Monday, May 15, 2006

Stability of Measures

I was looking for an online IQ test that was free, and I could use as an example in a class - I came across one at www.iqtest.com. I had to make sure that it was free, so I did the test, and made sure I got a result - and it duly arrived as an email.

However, I remembered that, sometime ago, I'd done another online IQ test, and I wondered if it was the same one. Because I'm obsessive, I keep all my email, so I trawled through my archives, and lo and behold, there, in January, 2002 (a little over 4 years previously) was my result of the test. Now, I'm not going to tell you the scores (because that would bring shame on me or be boasting, depending), but my score the second time was 14 points lower. Fourteen points! That's very nearly a standard deviation.

Either I've got a lot dimmer (it's possible - January 2002 was several months before my wife gave birth to twin boys) or there's a bit of a stability issue with that test.

A sample of one doesn't tell us a great deal, but a bit more research would be interesting.

Saturday, May 13, 2006

Hypotheses, and tails

I'm a big fan of Bad Science - both as a web page and a column in The Guardian . This week's article is about evaluating a series of studies - in particular it talks about multiple testing and about one tailed tests. In its description of one tailed statistical tests, it doesn't go far enough though. If you carry out a one tailed test, you are saying that an effect in the opposite direction is meaningless and uninteresting - no matter how large it is, or what the p-value. If I think that drug X will make you better, then I might be tempted to carry out a one tailed test (after all, it gives me more power). However, this means that if drug X makes you worse, and it doesn't matter how much worse, it can even kill you, the test was one tailed, and the null hypothesis therefore cannot be rejected.

I have a hard time believing that there are many researchers who, on many occasions, would do this. An interesting result is, after all, an interesting result. Using a one tailed test just looks like cheating, because you couldnt' get a significant result by using a two tailed test. Bland and Altman discuss this in a BMJ article (not Bland and Bland, as it says in the HTML). They write "In general a one sided test is appropriate when a large difference in one direction would lead to the same action as no difference at all." Martin Bland has told me that in his 30 (or so) years as a practising medical statistician, with somewhere over 300 papers to his name, he has used a one tailed test once.

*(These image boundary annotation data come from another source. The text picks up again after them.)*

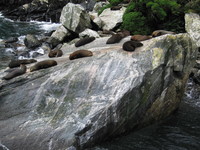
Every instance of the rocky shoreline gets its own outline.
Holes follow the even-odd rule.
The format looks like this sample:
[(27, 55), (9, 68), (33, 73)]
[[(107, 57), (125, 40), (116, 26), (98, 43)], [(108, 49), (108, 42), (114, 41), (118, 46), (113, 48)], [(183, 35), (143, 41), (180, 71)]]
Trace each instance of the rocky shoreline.
[[(54, 59), (58, 65), (0, 82), (2, 144), (16, 150), (85, 149), (164, 119), (179, 107), (199, 52), (199, 16), (187, 14), (188, 33), (151, 38), (127, 52), (122, 45), (130, 36), (106, 44), (112, 34), (122, 32), (117, 27), (125, 9), (107, 9), (97, 16), (67, 3), (55, 32), (41, 39), (26, 36), (26, 48), (44, 50), (38, 61)], [(77, 48), (74, 43), (85, 37), (95, 40)], [(53, 49), (63, 56), (48, 58)], [(93, 56), (70, 60), (78, 49)], [(198, 59), (193, 77), (199, 73)]]

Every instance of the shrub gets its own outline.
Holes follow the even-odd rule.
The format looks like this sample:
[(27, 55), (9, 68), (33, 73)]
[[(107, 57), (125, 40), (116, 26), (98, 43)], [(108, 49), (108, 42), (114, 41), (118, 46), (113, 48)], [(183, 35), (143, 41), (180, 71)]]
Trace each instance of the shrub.
[[(182, 26), (183, 13), (180, 13), (180, 6), (175, 0), (132, 1), (124, 13), (122, 28), (131, 31), (132, 34), (149, 34), (160, 27), (175, 29), (176, 26)], [(177, 21), (179, 19), (181, 21)], [(179, 29), (182, 30), (182, 27)]]

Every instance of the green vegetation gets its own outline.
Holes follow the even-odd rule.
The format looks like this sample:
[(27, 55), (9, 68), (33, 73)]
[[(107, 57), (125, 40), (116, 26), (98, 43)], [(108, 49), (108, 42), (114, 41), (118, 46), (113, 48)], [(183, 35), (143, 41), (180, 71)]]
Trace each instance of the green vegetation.
[[(104, 9), (119, 5), (123, 0), (108, 0)], [(131, 34), (149, 35), (163, 29), (185, 32), (184, 15), (187, 12), (200, 13), (200, 0), (131, 0), (123, 16), (122, 29)]]
[(175, 31), (175, 25), (180, 26), (178, 32), (183, 31), (177, 21), (183, 19), (180, 7), (174, 0), (133, 0), (124, 13), (122, 28), (132, 34), (150, 34), (157, 29)]

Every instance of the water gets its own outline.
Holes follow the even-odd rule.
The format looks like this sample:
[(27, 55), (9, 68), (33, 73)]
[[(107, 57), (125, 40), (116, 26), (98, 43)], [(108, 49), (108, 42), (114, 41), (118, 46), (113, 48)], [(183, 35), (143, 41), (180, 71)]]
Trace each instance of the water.
[(188, 82), (185, 97), (168, 119), (106, 142), (95, 150), (199, 150), (200, 86)]
[[(41, 35), (52, 30), (55, 30), (60, 24), (50, 22), (19, 22), (12, 21), (2, 16), (0, 13), (0, 69), (5, 68), (10, 59), (15, 57), (12, 48), (5, 48), (3, 40), (10, 37), (18, 37), (19, 44), (24, 44), (25, 35), (34, 34)], [(25, 49), (24, 49), (25, 50)], [(22, 49), (23, 51), (23, 49)]]
[[(42, 34), (59, 24), (46, 22), (13, 22), (0, 15), (0, 69), (7, 66), (13, 54), (1, 45), (2, 39), (26, 34)], [(1, 141), (0, 141), (1, 148)], [(4, 149), (6, 147), (4, 146)], [(179, 110), (162, 123), (124, 135), (93, 148), (95, 150), (199, 150), (200, 88), (191, 81)]]

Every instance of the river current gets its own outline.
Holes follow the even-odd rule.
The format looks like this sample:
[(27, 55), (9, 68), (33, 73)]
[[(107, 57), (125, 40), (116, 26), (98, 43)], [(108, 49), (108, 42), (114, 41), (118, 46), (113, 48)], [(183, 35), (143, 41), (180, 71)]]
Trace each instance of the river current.
[[(5, 68), (13, 54), (1, 45), (9, 37), (24, 38), (26, 34), (42, 34), (58, 24), (47, 22), (14, 22), (0, 15), (0, 69)], [(5, 65), (6, 64), (6, 65)], [(5, 147), (6, 149), (6, 147)], [(99, 145), (94, 150), (199, 150), (200, 88), (188, 81), (180, 108), (160, 123), (123, 135)]]

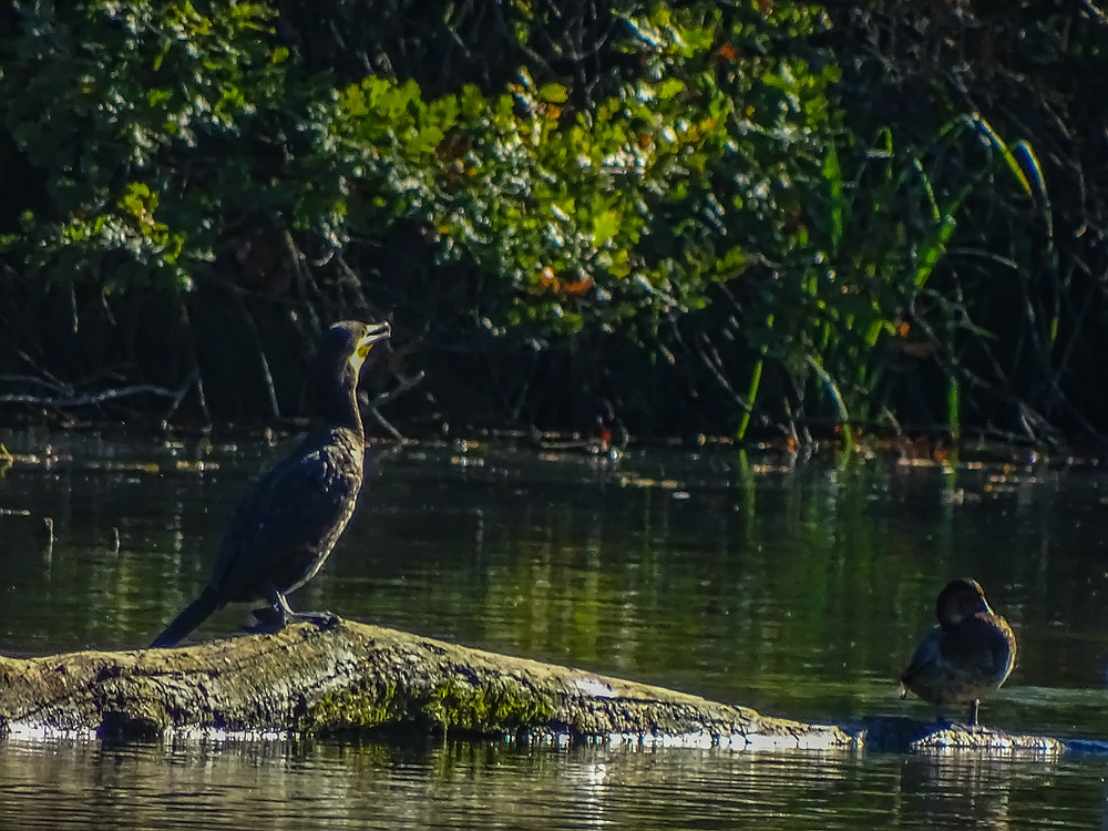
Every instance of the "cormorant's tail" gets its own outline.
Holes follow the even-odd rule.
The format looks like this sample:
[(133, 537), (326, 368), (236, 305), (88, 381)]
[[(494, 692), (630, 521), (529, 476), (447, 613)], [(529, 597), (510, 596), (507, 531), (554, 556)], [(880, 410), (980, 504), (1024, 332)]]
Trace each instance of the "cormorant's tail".
[(184, 612), (173, 618), (173, 623), (165, 627), (165, 632), (154, 638), (154, 643), (150, 645), (151, 648), (161, 649), (176, 646), (222, 605), (215, 589), (212, 586), (205, 586), (201, 596), (185, 606)]

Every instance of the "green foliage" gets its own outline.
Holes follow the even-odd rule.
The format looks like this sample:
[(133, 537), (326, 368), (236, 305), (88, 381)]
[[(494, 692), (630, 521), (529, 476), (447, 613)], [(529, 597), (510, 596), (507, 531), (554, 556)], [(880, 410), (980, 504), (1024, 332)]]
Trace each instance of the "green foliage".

That paper is here. The question asked was whether heart transplant was associated with an increased risk of death in a cohort study. If it is associated with a decrease, or with no change, what are we going to do? More heart transplants? We can't do more heart transplants, we do as many as we can. In this case, the rule that an effect in the opposite direction would have the same consequences as no effect is satisfied. But it's prtty rare that that is the case.

Monday, May 08, 2006

Bad Questions

Here's a nice example of a bad question for a survey:

Q: Do You Agree With Moussaoui Getting Life In Prison For His Role In 9/11?

If you say no, do you mean:
No, he should have been sentenced to death.
Or
No, he was a schizophrenic fantasist who was innocent.